States have pursued a variety of approaches to site and approve renewable energy projects. In this report, E3 evaluated the different policy frameworks in eight states: California, Illinois, Indiana, Maine, New York, Ohio, Virginia, and Washington. While these states exhibit a range of renewable resource potential and levels of renewable deployment, they also vary in their permitting policy structures. For example, California, Illinois, New York, and Washington have increased state authority over renewable energy permitting in recent years. In contrast, states like Ohio have granted local jurisdictions more control.

In its report, E3 makes the following recommendations for policy interventions to facilitate more effective renewable energy permitting and siting:

  • Increase permitting efficiency through a centralized “one-stop shop” for permitting to eliminate patchwork approaches involving multiple agencies with minimal coordination.
  • Limit uncertainty in permitting decisions by implementing standardized requirements for all projects and predictable methods for evaluating site-specific conditions, reducing development risk.
  • Require robust community engagement processes by including clearly defined periods of stakeholder and community involvement during which local input is solicited and incorporated into siting and project design.
  • Preempt unreasonably burdensome local ordinances by exercising state authority to set parameters and standards applicable to renewable energy.
  • Create streamlined and transparent permitting timelines for timely review and approval.

In addition to these policy interventions, E3 recommends the following best practices:

  • Promote early engagement between permitting authorities and developers to facilitate the timely identification of potential issues and give greater opportunity to amend project siting and design.
  • Involve trusted third-party voices, such as local universities or state agricultural agencies, to provide educational and advisory resources to help local stakeholders develop informed positions about proposed projects, fostering community understanding and support.
  • Encourage robust early and continuing community engagement between developers and local communities on siting and design with time to address concerns and ensure project alignment with community needs and preferences. Ongoing communication and reporting on benefits of a project throughout its lifecycle further enhance community engagement.
  • Apply agricultural land use best practices, with renewable developers adhering to third-party guidelines regarding land stewardship best practices, ensuring that project sites can be restored for agricultural use after decommissioning, thereby minimizing the long-term impact on agricultural lands.
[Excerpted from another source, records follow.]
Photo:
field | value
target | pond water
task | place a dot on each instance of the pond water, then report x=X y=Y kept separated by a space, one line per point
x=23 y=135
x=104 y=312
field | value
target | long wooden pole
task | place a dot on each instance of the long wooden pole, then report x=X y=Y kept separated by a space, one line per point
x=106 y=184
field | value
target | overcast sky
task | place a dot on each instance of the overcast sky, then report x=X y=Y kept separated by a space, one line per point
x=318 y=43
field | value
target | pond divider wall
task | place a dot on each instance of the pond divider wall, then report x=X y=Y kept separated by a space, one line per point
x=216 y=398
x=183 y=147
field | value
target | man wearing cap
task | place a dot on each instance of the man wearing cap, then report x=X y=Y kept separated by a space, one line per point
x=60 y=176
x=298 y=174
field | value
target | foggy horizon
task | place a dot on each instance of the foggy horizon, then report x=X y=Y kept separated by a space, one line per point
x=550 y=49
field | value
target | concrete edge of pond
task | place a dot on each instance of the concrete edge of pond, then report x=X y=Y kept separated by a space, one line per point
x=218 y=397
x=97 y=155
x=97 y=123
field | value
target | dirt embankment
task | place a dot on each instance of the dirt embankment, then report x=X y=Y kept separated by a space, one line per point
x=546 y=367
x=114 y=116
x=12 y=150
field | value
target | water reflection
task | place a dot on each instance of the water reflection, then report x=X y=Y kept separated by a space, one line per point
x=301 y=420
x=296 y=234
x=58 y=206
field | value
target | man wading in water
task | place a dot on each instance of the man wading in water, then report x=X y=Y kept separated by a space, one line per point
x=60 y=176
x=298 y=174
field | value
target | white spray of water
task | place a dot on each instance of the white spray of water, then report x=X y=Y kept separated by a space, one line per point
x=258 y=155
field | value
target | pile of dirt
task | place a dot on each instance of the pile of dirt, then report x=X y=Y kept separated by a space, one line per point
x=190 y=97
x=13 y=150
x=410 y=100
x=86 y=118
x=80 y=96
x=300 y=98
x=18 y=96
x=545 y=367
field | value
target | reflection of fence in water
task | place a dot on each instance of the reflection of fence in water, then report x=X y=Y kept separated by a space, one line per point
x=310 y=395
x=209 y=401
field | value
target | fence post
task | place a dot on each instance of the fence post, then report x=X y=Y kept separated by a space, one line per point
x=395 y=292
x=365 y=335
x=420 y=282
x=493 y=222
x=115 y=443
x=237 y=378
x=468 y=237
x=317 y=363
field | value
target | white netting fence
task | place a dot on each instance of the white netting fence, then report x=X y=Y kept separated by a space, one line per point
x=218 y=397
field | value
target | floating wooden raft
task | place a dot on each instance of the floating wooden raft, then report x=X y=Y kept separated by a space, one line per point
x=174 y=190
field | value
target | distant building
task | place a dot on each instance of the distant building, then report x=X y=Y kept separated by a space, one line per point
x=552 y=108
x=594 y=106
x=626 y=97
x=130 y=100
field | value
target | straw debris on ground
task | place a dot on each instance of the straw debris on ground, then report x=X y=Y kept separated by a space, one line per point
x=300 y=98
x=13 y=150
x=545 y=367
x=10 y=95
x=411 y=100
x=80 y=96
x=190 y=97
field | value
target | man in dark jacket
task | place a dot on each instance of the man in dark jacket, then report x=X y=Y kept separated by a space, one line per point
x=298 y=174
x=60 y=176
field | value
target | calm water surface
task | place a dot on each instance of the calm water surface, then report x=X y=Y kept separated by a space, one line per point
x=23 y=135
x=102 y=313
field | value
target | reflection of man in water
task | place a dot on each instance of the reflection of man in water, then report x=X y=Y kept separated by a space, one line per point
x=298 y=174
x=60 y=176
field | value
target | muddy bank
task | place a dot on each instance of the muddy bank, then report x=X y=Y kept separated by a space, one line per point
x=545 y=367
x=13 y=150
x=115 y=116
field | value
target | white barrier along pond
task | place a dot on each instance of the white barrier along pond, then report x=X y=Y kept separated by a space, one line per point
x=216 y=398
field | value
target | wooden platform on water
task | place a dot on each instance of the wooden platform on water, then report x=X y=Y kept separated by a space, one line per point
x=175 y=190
E3’s policy recommendations and best practices can help state and local governments reduce permitting timelines and uncertainty by steering renewable energy development toward sites that maximize benefits to communities, minimize impacts to nature, and accelerate the permitting process. With thoughtful state siting policies and robust community engagement, the U.S. can achieve its climate goals while benefiting conservation and communities.

To learn more, read the full report here.

1 Interviewees included state and local permitting staff, renewable energy developers, permitting lawyers and consultants, non-profits, renewable energy advocacy organizations, and trade associations.